The following are five nutrients that we can’t live without. Combined with water intake, these nutrients can provide your body the perfect recipe for a healthy life. Eating a variety of healthy foods, as well as balancing out your meals by providing protein, carbohydrates, and healthy fats, can ensure you are good to go!
- Protein: Why is protein important? It’s only the building block of our body’s cells, tissues, organs, hair, skin and eyes to name a few. It also provides energy and metabolism support. Focusing on lean proteins is key to reap the biggest benefits. Protein is found in lean meats, poultry (think chicken breast without the skin, loin cut of meat), beans, eggs, fish, nuts, and dairy products.
- Carbohydrates: This nutrient sure gets a bad reputation. It is actually vital in providing our body with its main source of energy. The key is to focus on healthy carbohydrates vs. refined and processed versions. Healthy choices include fruits, whole grains, beans, and some vegetables. These choices provide our bodies with vital vitamins and minerals, as well as fiber to help our bodies regulate blood sugars. Processed carbohydrates, think cupcakes, white breads, etc. , lack fiber as well as being higher in saturated fats and added sugars
- Fats: Plain and simple, our bodies need fat. Fats provide us with energy, help our body absorb certain nutrients, maintain our core temperature, and have a satiating effect as well as flavor to our foods. Just like carbohydrates, all fats are not equal. Focusing on unsaturated forms is essential as they help to regulate inflammation and are linked to a reduced risk of cardiovascular disease. Healthy fats are found in nuts, fish, olive and canola, olives, and avocados. Unhealthy fats, such as saturated and Trans fats, are found in whole-fat dairy products, cuts of meat, butter, and ice cream. Trans fats are also found in processed foods and margarine.

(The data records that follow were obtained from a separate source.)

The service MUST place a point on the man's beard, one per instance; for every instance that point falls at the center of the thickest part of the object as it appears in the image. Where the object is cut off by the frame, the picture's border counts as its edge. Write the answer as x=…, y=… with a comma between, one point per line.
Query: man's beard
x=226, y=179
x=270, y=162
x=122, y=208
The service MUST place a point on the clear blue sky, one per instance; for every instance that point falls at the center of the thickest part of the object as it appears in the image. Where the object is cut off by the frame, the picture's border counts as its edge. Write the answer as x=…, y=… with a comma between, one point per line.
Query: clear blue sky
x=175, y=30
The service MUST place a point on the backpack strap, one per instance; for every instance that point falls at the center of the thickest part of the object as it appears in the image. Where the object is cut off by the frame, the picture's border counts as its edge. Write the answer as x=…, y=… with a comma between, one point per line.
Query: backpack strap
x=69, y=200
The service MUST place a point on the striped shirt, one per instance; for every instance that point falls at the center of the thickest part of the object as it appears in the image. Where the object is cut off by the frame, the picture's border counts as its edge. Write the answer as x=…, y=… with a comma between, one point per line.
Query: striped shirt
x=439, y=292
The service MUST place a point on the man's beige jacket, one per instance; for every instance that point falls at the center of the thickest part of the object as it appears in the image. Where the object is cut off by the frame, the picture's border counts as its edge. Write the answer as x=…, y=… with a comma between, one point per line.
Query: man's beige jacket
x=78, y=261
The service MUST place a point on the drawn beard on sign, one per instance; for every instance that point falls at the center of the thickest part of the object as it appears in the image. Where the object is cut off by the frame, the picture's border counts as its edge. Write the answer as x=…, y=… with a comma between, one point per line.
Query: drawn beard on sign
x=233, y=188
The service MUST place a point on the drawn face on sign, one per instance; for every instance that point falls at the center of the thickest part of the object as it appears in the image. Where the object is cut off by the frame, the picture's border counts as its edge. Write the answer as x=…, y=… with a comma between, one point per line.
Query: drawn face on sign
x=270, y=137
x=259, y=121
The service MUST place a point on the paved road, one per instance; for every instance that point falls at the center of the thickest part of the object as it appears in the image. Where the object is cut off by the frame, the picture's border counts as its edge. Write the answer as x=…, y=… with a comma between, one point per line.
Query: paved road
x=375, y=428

- Vitamins: Vitamins are very vital in our bodies- they help carry out and regulate body processes. They are divided into two groups: fat-soluble and water-soluble. Fat-soluble, including vitamins A, D, E, and K, can be stored in the body and need fat to be absorbed. Water soluble vitamins, including vitamin C and B-complex, are not stored in our bodies. It’s best to get our vitamins from foods but sometimes supplementation is necessary (i.e. Vitamin D deficiency).
- Minerals: Minerals are a must; they play a role in building our body’s blood, teeth, and bones. Like vitamins, they work hard at regulating body processes and each mineral has a specific role. For example, potassium is essential for maintaining fluid balance and heartbeat. Eating fruits, vegetables, lean meats, beans, nuts, and whole grains provides your body with substantial minerals.